What does Fatou's Lemma really say?

Solution 1:

$$ (0,1),\quad(1,0),\quad(0,1),\quad(1,0),\quad\ldots $$ The terms of a sequence are alternately $(0,1)$ and $(1,0)$. In either case, the sum of the two components of each pair is $1$, so the lim inf of the sum of the two is $1$. But the lim inf of the sequence of pairs is $(0,0)$, and the sum of the two components of that pair is $0$.

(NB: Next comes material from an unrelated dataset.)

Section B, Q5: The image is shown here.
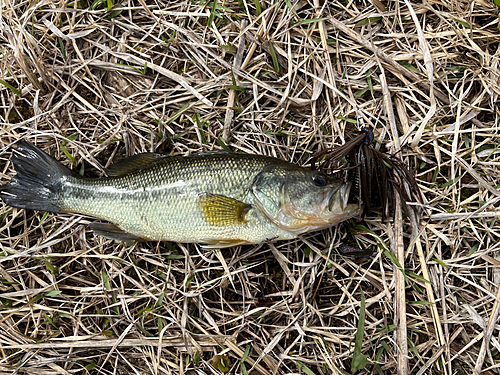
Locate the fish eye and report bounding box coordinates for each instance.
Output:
[313,174,327,187]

In other words, for every value of $x$, $f_n(x)$ may be small for infinitely many $n$, but the values of $n$ for which $f_n(a)$ is small are not the same ones for which $f_n(b)$ is small.

Solution 2:

If $E_i$ is measurable then $$ \lim\ \inf E_i =\{x \mid x\in E_i\ \text{ except finitely many } i \} $$

Then we have $$ \mu (\lim\ \inf E_i)\leq \lim\ \inf \mu(E_i)\ \ast$$

If $E_i$ is a measurable, then $f_i=\chi_{E_i}$ is measurable. So $$\lim\ \inf \mu(E_i) = \lim\ \inf \int_X f_i $$

And if $E:=\lim\ \inf E_i$ then $$ \lim\ \inf f_i= \chi_E $$

Hence Fatou is a generalization of $\ast$.